A Troy man who struggled with police officers at a Colonie gym died from a medical condition, not fr

A Troy man who struggled with police officers at a Colonie gym died from a medical condition, not from being shocked repeatedly with Tasers, an investigation has found.

Albany County District Attorney P. David Soares announced the results of the investigation Thursday evening in a news release.

Medical reports also indicated that 32-year-old Chad L. Brothers was also under the influence of “life-threatening substances,” the release reads.

A spokeswoman for Soares later confirmed those substances included steroids and the hallucinogen PCP.

“It has been determined that [police] acted appropriately and professionally under the circumstances and therefore no criminal liability exists,” the release reads.

Brothers died Oct. 31 after struggling with officers at Gold’s Gym on Troy-Schenectady Road in Latham.

The struggle ensued, police said, after Brothers assaulted another patron and overturned several pieces of heavy gym equipment.

Brothers refused commands from the first officer on the scene. He was ultimately stunned by three officers using their Taser devices. At one point, he lifted an officer off the ground.

When Brothers was finally in handcuffs, officers realized he wasn’t breathing. They started CPR and called for paramedics. Brothers was pronounced dead of cardiac arrest soon afterward at Albany Medical Center, police have said.

Representatives of the Colonie Police Department could not be reached for comment Thursday evening.

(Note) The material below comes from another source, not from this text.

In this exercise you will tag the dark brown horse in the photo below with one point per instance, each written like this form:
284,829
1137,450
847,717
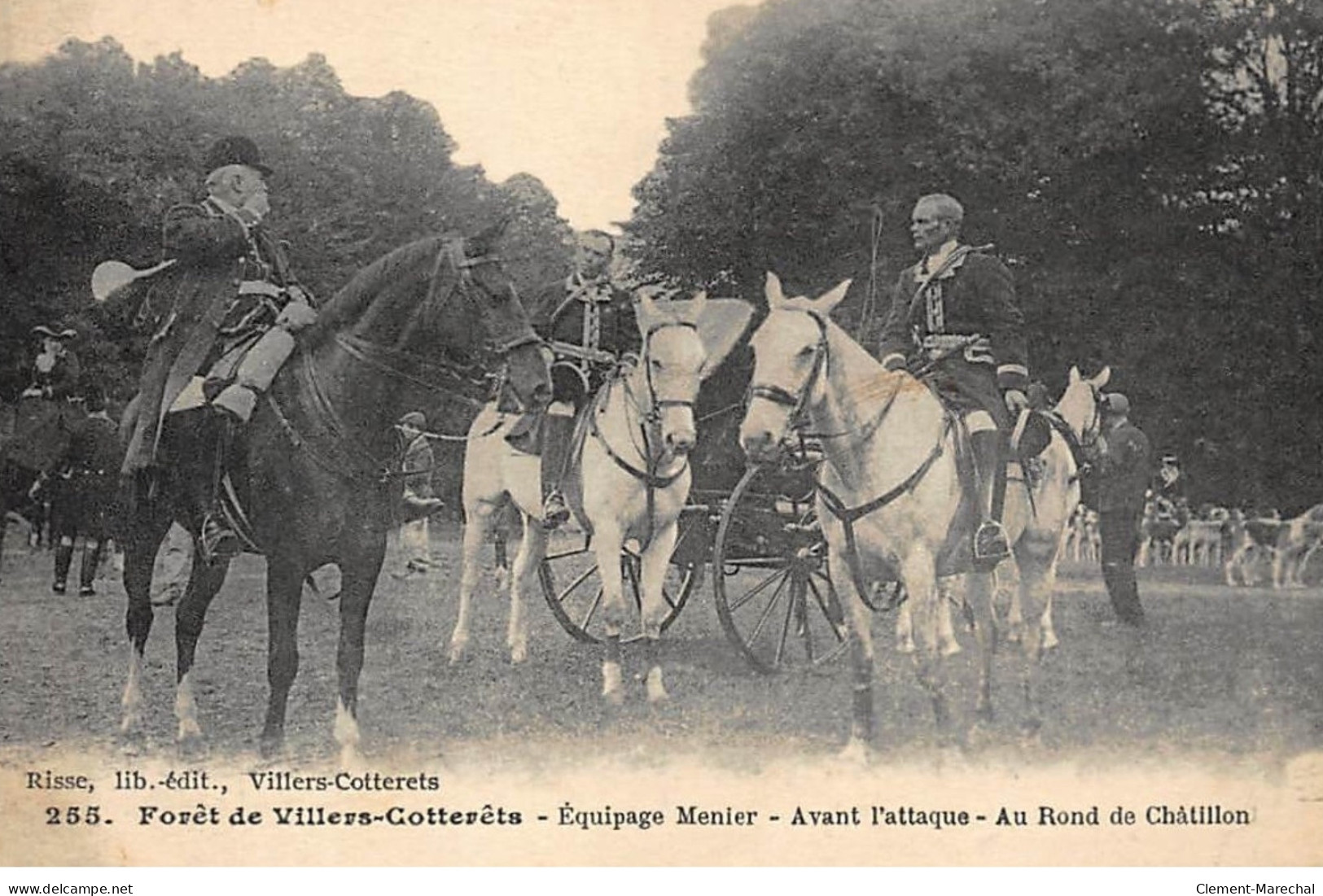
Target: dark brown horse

The exact cause of Brothers’ death was cited as a condition called “agitated delirium,” the result of a sudden rise in body temperature. Police apparently cited the same condition as a possibility in the case at an October news conference held following the incident, though they referred to it as “excited delirium.”

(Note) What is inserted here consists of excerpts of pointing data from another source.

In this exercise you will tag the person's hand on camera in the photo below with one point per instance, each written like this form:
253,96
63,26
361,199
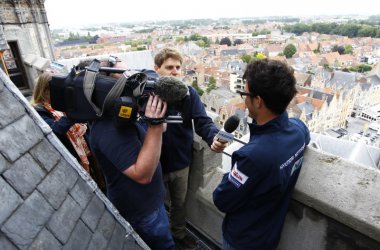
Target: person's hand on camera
218,146
156,108
119,65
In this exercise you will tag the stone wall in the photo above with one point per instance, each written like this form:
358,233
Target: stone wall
25,22
336,204
47,200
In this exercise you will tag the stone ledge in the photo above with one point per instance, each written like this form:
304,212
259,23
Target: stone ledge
344,191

The “life threatening substances likely contributed to his behavior,” the release reads.

“Part of our review involved discussions with Mr. Brothers’ family and from all of the information that we have received, his behavior on that morning was tragically out of character,” Soares said.

Brothers‘ death came less than two weeks after the New York Civil Liberties Union released a report on electroshock weapon use in the region, concluding they were being consistently misused, with as many as 60 percent of the studied incidents not meeting the recommended criteria for justified use.

Four departments were included in the study, but Colonie was not one of them. The departments were chosen to represent a cross-section of department sizes, officials said.